Rubik didn’t realize he had created a puzzle until the first time he scrambled his new Cube and tried to put it back together in the original position. He named his invention the Magic Cube and received a Hungarian patent for it in 1975. His Belgian patent, issued in 1981, has the description “Jouet Logique Spatial” (Spatial Logical Toy). Today, many consider the internal design of the cube a greater achievement than the puzzle itself. Each of the rows or columns of blocks move independently of each other and also easily come apart if desired. Rubik’s novel idea of the rounded interlocking construction of the blocks was the key that kept the cube together and the basis for his first patent.
The classic Cube has six faces, each composed of nine smaller cubes of the same color, usually red, white, blue, orange, green, and yellow. Rubik’s ingenious pivot mechanism allows each face to rotate independently, thereby mixing the colors on the faces. To solve the puzzle, each face of the cube must be returned to a solid color.
When desperation finally sets in, it is a simple process to re-set a Cube by taking it apart and reassembling it in a solved state. The original (3x3x3) cube has eight corners and twelve edges and, by flipping the component cubes within, this allows the possibility of 43,252,003,274,489,856,000 permutations! Forty-three quintillion!

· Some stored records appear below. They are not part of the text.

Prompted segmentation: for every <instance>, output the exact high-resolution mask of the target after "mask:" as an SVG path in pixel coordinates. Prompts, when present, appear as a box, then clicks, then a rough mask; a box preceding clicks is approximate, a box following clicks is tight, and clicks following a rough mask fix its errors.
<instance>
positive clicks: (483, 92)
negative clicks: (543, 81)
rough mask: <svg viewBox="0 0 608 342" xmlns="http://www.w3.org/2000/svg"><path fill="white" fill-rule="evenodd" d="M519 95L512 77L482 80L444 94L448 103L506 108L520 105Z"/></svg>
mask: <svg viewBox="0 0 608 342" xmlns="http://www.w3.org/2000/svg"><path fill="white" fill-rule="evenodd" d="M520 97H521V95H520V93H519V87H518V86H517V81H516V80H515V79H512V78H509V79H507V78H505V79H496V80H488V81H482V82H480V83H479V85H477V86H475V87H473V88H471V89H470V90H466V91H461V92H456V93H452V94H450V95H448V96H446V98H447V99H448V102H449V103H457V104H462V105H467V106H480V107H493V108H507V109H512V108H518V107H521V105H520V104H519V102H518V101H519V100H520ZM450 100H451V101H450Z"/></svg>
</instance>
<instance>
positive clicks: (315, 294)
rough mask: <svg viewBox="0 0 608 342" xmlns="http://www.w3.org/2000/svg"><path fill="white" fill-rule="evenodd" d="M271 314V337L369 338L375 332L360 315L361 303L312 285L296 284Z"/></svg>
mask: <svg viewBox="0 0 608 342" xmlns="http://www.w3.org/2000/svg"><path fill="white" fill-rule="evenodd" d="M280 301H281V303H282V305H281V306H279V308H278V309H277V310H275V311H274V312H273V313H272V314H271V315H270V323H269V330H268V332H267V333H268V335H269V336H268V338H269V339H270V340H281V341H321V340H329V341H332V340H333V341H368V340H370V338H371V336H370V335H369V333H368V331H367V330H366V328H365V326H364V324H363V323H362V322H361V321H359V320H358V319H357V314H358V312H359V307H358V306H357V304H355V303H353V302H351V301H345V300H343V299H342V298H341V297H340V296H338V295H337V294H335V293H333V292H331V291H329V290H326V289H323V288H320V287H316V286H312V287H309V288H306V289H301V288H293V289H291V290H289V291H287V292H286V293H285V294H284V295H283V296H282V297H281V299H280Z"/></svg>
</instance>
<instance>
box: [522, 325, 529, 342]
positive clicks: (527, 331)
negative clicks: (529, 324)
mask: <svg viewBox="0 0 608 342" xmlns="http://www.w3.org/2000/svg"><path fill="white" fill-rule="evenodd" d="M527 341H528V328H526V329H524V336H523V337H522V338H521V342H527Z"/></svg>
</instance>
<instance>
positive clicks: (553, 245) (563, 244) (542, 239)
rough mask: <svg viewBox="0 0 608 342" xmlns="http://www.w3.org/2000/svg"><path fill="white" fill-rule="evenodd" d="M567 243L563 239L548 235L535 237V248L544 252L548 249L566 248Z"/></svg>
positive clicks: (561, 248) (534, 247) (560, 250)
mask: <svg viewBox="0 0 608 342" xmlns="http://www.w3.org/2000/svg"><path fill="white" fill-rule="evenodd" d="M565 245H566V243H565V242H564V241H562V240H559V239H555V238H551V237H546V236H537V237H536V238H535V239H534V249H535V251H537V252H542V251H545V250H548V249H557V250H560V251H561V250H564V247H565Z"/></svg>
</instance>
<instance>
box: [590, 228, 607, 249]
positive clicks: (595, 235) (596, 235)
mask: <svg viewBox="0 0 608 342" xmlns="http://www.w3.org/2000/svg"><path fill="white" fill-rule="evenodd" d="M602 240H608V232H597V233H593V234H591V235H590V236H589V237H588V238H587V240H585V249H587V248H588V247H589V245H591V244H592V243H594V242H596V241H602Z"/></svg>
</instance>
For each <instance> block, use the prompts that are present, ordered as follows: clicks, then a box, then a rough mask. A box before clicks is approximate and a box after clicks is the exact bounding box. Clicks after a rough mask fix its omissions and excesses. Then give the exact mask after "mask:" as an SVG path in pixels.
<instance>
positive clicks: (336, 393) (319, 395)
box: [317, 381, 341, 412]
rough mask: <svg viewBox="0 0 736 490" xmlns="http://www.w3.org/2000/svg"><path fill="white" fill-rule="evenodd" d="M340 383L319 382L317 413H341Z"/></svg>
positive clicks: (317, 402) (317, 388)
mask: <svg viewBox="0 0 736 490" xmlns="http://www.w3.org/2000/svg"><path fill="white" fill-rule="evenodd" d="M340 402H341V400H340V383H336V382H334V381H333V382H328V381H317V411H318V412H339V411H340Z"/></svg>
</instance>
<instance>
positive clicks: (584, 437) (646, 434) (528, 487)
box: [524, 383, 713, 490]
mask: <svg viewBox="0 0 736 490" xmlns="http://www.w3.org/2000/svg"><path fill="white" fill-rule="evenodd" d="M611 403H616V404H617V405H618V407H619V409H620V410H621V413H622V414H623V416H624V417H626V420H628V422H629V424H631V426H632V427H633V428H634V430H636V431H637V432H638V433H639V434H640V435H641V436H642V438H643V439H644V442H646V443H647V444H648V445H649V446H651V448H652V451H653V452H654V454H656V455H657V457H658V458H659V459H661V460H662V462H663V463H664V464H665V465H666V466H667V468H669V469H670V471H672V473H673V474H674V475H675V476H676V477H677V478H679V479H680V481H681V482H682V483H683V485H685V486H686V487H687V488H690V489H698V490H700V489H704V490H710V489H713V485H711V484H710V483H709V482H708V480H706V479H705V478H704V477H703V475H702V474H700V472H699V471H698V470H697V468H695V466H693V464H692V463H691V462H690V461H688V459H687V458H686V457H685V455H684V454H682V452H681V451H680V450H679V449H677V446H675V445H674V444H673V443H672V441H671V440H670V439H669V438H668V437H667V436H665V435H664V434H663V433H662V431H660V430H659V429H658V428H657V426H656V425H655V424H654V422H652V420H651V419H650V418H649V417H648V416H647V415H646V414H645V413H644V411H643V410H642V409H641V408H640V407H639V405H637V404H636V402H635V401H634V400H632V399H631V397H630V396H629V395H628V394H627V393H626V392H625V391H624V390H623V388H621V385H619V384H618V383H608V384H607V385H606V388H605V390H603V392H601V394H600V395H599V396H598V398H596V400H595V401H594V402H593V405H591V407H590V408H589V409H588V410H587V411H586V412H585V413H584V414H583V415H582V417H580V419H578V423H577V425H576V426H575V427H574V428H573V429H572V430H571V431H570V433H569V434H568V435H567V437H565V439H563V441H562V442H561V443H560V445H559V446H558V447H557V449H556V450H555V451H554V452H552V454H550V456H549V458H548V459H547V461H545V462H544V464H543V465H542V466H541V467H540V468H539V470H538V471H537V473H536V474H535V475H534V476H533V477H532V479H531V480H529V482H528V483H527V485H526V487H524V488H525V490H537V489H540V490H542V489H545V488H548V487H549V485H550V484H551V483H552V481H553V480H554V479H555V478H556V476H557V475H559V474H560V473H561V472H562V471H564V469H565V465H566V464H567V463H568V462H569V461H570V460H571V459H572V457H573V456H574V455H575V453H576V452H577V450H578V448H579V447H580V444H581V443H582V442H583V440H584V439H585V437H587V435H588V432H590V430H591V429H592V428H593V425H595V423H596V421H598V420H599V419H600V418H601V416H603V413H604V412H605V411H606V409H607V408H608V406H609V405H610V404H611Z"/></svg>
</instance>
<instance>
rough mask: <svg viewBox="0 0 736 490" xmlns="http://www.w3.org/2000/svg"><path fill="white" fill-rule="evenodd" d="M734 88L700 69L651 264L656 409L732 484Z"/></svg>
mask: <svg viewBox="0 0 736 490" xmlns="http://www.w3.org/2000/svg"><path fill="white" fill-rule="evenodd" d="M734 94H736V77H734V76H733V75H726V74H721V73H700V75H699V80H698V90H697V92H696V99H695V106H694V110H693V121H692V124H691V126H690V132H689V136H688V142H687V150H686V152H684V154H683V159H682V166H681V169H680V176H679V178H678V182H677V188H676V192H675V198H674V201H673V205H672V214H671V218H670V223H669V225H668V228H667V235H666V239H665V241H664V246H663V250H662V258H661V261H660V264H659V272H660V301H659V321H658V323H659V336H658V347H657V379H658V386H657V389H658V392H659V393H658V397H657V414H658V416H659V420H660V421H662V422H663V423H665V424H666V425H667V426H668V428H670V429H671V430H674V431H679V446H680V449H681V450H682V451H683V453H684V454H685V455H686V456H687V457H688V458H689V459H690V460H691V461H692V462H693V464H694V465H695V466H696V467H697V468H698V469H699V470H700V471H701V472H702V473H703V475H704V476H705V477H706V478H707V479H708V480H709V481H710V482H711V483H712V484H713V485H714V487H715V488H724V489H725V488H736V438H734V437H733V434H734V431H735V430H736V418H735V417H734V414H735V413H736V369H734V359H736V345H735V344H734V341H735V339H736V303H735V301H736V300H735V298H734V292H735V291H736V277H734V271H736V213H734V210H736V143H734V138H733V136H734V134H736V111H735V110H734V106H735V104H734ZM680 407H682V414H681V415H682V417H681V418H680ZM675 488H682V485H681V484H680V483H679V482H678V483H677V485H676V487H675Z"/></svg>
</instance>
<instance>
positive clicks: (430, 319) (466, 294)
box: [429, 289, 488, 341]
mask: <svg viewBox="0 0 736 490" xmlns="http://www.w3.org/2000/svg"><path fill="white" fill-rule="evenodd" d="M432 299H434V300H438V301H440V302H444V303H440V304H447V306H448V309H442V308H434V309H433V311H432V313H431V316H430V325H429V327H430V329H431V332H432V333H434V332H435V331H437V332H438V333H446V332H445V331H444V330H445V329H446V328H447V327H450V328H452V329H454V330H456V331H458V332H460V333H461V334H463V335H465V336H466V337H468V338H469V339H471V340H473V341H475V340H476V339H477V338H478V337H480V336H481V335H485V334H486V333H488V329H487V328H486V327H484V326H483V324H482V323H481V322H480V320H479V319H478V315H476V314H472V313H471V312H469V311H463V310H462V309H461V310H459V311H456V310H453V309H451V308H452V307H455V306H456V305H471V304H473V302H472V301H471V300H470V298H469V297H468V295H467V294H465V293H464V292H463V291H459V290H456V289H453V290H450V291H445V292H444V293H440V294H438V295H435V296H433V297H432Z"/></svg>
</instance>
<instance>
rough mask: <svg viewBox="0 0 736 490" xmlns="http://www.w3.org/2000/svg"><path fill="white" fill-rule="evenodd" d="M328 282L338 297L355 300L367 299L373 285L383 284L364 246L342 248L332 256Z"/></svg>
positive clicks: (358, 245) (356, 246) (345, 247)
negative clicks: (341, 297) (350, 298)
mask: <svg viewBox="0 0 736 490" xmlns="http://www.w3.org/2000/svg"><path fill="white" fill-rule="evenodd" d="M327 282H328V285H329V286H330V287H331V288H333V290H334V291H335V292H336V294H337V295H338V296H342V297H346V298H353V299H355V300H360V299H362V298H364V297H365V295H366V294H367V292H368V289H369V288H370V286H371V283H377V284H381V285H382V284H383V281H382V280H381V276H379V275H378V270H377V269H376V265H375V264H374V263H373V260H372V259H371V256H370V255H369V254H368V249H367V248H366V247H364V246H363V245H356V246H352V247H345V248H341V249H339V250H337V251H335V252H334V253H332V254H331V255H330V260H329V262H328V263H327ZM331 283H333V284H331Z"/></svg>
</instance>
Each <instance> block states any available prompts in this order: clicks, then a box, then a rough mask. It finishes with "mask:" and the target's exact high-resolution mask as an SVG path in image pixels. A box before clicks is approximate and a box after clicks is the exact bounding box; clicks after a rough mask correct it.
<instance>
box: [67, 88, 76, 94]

Featured as a toy puzzle at various international toy shows in 1980, the Cube—now renamed Rubik’s Cube® by Ideal Toy Company—rocked to stardom and has become the most popular toy in history, with over 375 million sold.
Over the years, Speedcubing, the practice of trying to solve a Rubik’s Cube in the shortest possible time, has become popular. The current world record on a 3x3x3 Cube is held by Feliks Zemdegs for the time of 5.66 seconds at the Melbourne Winter Open in 2011.